The seminary is one that does not believe in ordaining women, whether as pastors, deacons or elders. Some churches in the denomination will allow women to be deacons, but will “commission” them rather than “ordain” then. (In order to avoid the biblical command that woman should not have authority over men.) To me, this is just semantics. But I do understand where they are coming from is allowing women to be deacons based on scripture.(Pheobe) All the other stuff? Well, I have no desire to get into that now. I have a list of books that helped shape me for you to read if you want. J
Here’s where I’m going with this: while I’m okay with women as deacons and elders (a woman’s voice in a session meeting can be a positive thing) I never want to be a pastor. However, I’m discovering something about myself that could potentially blow my whole world apart.

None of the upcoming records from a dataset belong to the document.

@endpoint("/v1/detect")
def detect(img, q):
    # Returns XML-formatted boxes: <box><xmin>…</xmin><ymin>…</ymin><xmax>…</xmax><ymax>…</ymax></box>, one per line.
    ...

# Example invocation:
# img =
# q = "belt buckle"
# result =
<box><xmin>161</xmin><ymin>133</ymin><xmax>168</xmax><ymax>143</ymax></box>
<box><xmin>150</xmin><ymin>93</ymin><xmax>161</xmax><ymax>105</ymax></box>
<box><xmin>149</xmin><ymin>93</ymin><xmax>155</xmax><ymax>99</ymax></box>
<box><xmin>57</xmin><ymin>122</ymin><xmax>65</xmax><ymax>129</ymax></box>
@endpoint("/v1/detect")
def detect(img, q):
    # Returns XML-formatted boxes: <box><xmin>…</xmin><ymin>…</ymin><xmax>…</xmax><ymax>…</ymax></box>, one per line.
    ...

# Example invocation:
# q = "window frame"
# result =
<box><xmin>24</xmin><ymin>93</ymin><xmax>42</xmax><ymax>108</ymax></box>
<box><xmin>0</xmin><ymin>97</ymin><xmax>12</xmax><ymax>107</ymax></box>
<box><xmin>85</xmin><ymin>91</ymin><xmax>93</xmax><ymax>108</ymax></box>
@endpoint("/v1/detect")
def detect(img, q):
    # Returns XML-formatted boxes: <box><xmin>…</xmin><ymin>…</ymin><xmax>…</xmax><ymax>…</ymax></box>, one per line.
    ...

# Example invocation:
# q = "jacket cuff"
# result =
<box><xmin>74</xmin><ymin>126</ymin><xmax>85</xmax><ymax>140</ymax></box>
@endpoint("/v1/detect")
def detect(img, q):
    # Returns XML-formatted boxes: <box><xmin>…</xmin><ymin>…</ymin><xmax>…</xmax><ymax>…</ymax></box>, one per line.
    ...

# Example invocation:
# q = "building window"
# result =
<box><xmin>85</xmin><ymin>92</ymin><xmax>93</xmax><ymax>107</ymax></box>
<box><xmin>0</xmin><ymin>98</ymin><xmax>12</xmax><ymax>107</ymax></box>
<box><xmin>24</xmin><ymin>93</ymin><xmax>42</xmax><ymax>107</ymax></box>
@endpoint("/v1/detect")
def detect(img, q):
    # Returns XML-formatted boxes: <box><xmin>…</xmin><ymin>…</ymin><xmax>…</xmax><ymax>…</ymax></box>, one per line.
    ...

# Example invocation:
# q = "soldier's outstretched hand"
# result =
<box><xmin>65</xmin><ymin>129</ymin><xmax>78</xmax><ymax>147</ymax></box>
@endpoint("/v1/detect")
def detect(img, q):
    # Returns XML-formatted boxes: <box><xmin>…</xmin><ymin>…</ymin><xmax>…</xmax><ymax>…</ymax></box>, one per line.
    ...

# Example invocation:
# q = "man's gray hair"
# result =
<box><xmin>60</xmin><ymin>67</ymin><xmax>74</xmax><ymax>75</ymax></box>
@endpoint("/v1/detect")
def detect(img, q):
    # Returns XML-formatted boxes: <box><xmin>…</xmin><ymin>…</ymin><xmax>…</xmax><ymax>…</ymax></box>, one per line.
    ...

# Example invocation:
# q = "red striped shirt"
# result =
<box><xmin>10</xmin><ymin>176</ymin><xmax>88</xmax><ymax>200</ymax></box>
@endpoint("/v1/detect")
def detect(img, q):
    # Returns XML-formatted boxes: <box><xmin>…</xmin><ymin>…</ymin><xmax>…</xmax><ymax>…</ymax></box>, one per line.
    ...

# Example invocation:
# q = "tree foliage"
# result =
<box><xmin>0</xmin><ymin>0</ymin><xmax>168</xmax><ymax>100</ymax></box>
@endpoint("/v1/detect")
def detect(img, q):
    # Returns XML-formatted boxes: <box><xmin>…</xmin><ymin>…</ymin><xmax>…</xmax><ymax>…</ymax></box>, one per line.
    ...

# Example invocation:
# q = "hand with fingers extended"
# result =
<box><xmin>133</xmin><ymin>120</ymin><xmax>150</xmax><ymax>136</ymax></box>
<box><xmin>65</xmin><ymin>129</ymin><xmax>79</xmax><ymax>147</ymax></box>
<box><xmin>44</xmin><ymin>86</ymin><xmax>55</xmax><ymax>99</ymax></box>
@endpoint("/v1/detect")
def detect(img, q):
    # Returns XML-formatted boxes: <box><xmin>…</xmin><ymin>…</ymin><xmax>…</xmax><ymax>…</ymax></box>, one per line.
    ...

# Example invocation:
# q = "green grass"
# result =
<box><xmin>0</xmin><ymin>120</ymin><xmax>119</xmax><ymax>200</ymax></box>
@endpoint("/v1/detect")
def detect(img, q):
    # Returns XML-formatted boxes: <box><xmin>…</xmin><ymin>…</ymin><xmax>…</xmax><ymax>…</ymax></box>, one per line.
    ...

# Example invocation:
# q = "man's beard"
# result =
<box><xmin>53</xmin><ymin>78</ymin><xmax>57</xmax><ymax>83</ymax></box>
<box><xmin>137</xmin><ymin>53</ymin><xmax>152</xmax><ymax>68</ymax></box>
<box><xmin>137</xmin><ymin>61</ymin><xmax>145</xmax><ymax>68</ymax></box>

This June and this last week, the senior pastor asked me to fill the pulpit. His reasoning for both were intentional: in June, he wanted a focus on education and I gave the message right before VBS week. This week was halfway into a stewardship series and he wanted me to broaden the scope to stewardship by talking about giving our time and talents, not just our money, to the church. He also is trying to not “be” the church – wanting the congregation to see that the staff has other people who can fill the pulpit. (We have a parish associate who occasionally preaches, as well as a staff person in the CLP program).
Both times I gave the message I got raves. And I’m trying not to be prideful here, but many more than just a handful of people spoke so highly of my preaching, that even days later I’m getting emails, voicemails, and notes from people about how much they were affected by it.
I also recognize that sometimes having a break from the regular preacher is why a guest has a great impact. But the words I’m hearing – from both “woman can’t be preachers” people and “woman can do whatever they want” preachers – are the same. Simply pure, unadulterated gushing.
Here’s the kicker for me: I love preaching. I love the process, the study, the formulation of a message, the practicing, the delivery on Sundays… the whole thing. I love it. Not because it’s an ego “I’m in the spot light” thing (because in my old age I really kinda hate being the center of attention). But I’m loving it because:
1.) I’m good at it and 2.) studying God’s word is fun and 3.) I’m seeing God work.
In this, I’m sensing a wave of change coming my way. It scares me and it excites me. I will probably get some de-friends out of the deal (my fellow PCA seminary grads) yet at the same time, one of the most valuable things I learned at said seminary is how God gives us a passion for what we are good at and what we are called to do. As I wrote the sermons, as I talked with people after about it, there was one simple thing running through my mind, “How can me preaching be sinful if people are hearing God’s word more clearly ?” The only conclusion I can come to is this: it’s not. But I also see preaching as sharing, and not me having authority over anyone in the church. The state of my heart is that I am not in authority. I’m just using the mind and heart God gave me to further his kingdom. I hardly count myself as someone with authority in the scripture. I just count myself as someone redeemed by Christ and gifted at sharing God’s word with others.
I don’t know if preaching regularly is in my future. Right now, I’m living in the tension of never wanting to be a pastor, yet being really good at preaching. I do know that when I do teach and preach, I must make sure I do so without usurping the authoirty of the leadership of the church. What God will do with all this is a mystery to me. I just know I'm feeling the winds of change and I'm try not to freak out about it.